Un week-end littéraire dans l’Yonne

Ce week-end des 17 et 18 octobre, l’association Action organisait le premier salon du livre de Villeneuve-la-Guyard, une commune de l’Yonne de 3000 habitants à la frontière de la Seine-et-Marne. C’est la même association qui avait organisé le salon du livre de Champigny.J’étais satisfait que ce salon ait pu être avoir bien lieu : vu le contexte, ces événements sont en effet de plus en plus difficiles à maintenir ! Il n’y avait pas énormément de monde donc je n’ai pas énormément vendu. Mais comme toujours, j’ai pu revoir des collègues écrivains déjà rencontrés par ailleurs. L’association prévoit un nouveau salon, cette fois à Pont-sur-Yonne en février. A l’heure actuelle, je n’en ai pas d’autre de prévu.A bientôt !
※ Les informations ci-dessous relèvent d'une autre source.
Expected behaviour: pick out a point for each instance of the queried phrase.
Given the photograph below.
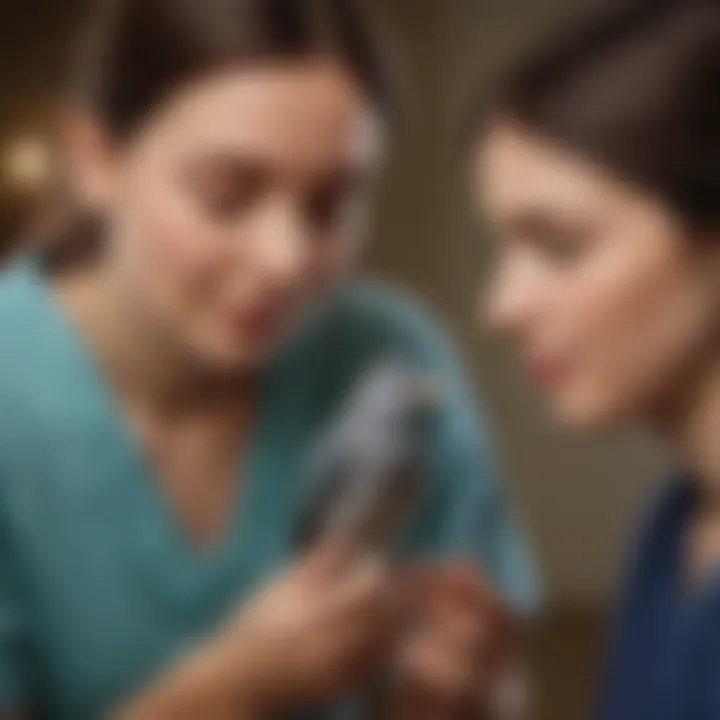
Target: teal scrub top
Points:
(99, 588)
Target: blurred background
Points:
(576, 495)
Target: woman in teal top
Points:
(167, 364)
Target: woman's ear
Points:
(91, 160)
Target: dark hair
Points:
(635, 86)
(138, 52)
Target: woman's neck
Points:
(143, 365)
(692, 421)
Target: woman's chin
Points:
(585, 414)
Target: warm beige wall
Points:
(576, 495)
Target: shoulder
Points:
(23, 338)
(34, 387)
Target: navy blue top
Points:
(664, 660)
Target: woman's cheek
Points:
(636, 319)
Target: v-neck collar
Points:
(254, 539)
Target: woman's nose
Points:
(510, 302)
(282, 245)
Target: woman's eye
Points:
(329, 209)
(564, 249)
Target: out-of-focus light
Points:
(26, 164)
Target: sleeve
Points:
(470, 515)
(13, 678)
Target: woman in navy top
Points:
(599, 167)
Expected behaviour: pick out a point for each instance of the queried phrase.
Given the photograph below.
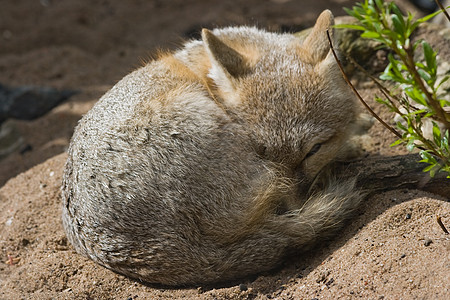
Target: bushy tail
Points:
(322, 214)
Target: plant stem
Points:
(440, 113)
(443, 9)
(356, 92)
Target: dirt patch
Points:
(394, 249)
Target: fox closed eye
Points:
(313, 150)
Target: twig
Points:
(357, 94)
(443, 9)
(438, 219)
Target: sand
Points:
(393, 249)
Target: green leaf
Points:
(426, 18)
(397, 142)
(399, 27)
(436, 134)
(370, 35)
(430, 56)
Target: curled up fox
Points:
(199, 167)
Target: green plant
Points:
(418, 101)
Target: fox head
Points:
(289, 93)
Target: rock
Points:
(29, 102)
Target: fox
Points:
(204, 165)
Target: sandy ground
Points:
(394, 249)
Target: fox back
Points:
(195, 168)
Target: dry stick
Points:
(386, 94)
(443, 9)
(356, 92)
(438, 219)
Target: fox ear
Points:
(317, 41)
(226, 65)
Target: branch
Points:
(357, 94)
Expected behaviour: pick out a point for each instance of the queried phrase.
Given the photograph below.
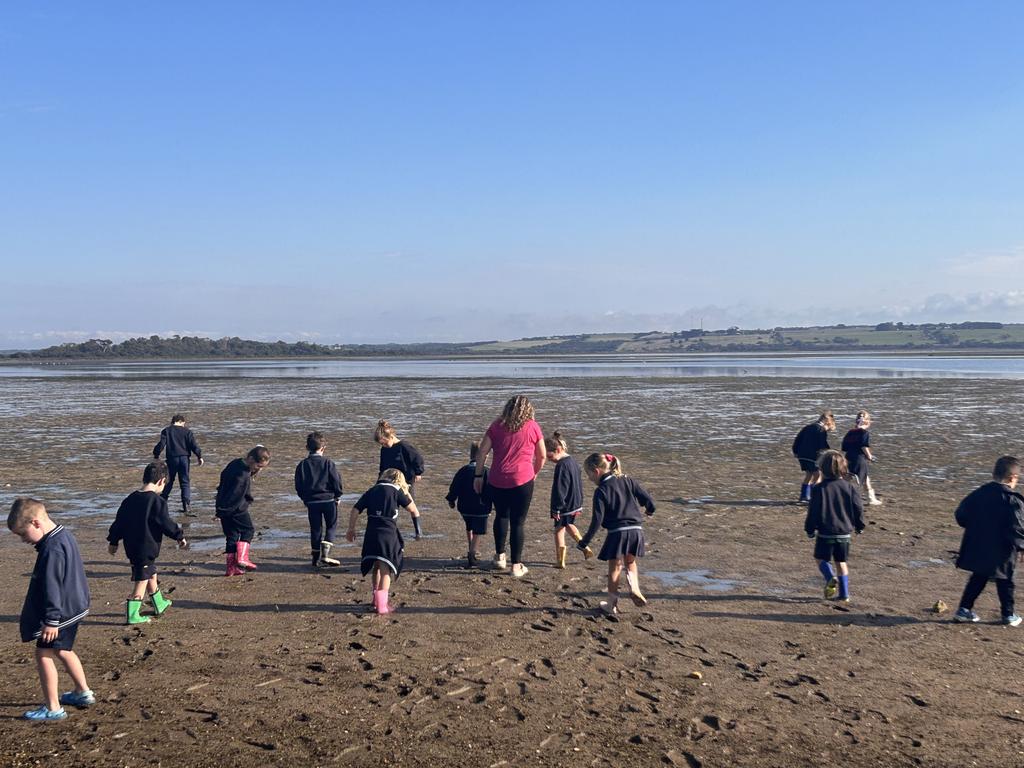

Une modeste Fête de Merlieux

Ce dimanche, c’est dans une Fête de Merlieux tristounette que je présentais mes livres. En effet, le nombre d’exposants était volontairement réduit par l’organisation. De plus, le mauvais temps (pluie et vent) a refroidi certains exposants et sans doute les visiteurs. Il n’y avait pas foule, et je n’ai donc pas retrouvé l’ambiance de d’habitude.
Mais voyons le verre à moitié plein: au moins, j’ai pu participer à un salon, ce qui se fait rare en ce moment ! En effet, les rencontres littéraires continuent à être annulées au vu de la dégradation de la situation sanitaire un peu partout. J’aurai l’occasion d’en reparler…En attendant, voici les photos du jour ! Avec masques obligatoires, mais les sourires étaient là !

La rentrée des salons était à Dormans !

Ce week-end des 19 et 20 septembre, c’était ma rentrée des salons littéraires, avec Les Carottes se livrent en Dormans ! C’est en effet le premier salon auquel je participais depuis le mois de février, de nombreux forums ayant été annulés les uns après les autres pour les raisons que vous connaissez.
J’ai donc retrouvé l’équipe de la Guilde dormaniste, association qui organisait ce week-end ce fameux rendez-vous des Carottes se livrent en Dormans. La fréquentation était plutôt timide, surtout en matinée, mais j’ai quand même pu faire quelques ventes aux côtés de mes collègues écrivains habituels. Ça fait du bien de retrouver les affaires et le public !
Le virus étant toujours dans les parages, les salon était évidemment organisé avec des consignes sanitaires à respecter. Du coup, ça fait un peu drôle de faire des photos avec des masques, mais le coeur y était !
A la semaine prochaine pour un nouveau salon (si tout va bien ) !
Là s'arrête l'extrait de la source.